Supplementary Materials
The Cα Root mean squared deviation of the ABCB1 TMDs after labelling introduced cysteine residues with MTSL
The MTSL probe is covalently bound to cysteine located at A) 980C, B) 354, C) 343C and D) 331C. The three independent MD simulations performed for each mutation are coloured black, blue and red.
Accessibility of MTSL labelled residues to quenching agents
a) Representative cw EPR power saturation curves measured for the basal conformation of each isoform of ABCB1 under the conditions shown (O2, N2 and NiEDDA); b) Changes in the O2 power saturation curve of isoform 331C in the three different conformational states (Basal, AMP-PNP and ADP/Vi). This is a representation of the raw cw EPR data before analysis.

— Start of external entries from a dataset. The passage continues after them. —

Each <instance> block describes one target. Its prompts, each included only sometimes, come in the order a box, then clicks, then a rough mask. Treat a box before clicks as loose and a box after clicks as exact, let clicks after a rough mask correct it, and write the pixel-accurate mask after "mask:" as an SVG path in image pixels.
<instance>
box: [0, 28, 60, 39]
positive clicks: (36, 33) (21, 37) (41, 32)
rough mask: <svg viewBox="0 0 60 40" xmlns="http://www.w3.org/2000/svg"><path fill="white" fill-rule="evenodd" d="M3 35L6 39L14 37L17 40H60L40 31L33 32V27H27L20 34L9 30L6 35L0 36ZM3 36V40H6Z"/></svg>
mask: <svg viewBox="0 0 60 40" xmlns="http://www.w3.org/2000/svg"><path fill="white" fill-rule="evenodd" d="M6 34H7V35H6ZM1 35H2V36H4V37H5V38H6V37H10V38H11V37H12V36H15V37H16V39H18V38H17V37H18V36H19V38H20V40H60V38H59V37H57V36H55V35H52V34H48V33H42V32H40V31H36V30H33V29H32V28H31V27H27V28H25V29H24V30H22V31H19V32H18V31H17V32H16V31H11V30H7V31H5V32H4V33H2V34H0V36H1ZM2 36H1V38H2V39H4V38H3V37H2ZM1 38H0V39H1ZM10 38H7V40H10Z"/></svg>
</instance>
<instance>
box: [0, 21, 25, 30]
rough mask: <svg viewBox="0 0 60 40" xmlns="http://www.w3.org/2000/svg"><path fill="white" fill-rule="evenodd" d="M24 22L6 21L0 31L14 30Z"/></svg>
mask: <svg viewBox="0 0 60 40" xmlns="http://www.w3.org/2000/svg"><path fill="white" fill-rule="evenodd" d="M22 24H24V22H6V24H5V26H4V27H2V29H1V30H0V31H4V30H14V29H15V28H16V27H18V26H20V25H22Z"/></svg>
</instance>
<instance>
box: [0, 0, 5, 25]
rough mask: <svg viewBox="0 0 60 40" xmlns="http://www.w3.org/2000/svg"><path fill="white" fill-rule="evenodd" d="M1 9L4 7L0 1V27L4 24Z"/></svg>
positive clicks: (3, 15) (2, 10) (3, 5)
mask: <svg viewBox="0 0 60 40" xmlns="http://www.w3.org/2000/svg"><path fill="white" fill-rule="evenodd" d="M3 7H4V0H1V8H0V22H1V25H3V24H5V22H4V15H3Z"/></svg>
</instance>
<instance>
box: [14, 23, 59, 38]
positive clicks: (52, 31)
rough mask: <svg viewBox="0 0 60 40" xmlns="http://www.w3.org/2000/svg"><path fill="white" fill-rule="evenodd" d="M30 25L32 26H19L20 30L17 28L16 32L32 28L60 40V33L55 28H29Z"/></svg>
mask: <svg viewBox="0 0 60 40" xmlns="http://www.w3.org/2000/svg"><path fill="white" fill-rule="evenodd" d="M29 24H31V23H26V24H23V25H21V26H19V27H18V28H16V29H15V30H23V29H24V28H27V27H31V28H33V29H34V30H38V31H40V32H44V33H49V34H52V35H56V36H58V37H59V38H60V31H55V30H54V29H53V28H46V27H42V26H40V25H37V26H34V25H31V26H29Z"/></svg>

EPR accessibility measurements
a) The accessibility parameter, Π, of nitroxide spin-label to paramagnetic agents oxygen and NiEDDA and the derived polarity index, Φ, for each isoform of ABCB1 in each conformational state: Basal, AMP-PNP and ADP/Vi;
b) schematic to represent each possible state derived from the accessibility results.
Orientation of the MTSL moiety in ABCB1 mutant isoforms
The angle of the MTSL pyrrol ring N to the Z-axis (left column), to the Cysteine Ca (middle column) and its rotational angle (right column) throughout MD simulations for A) 980C, B) 543C, C) 434C and D) 331C.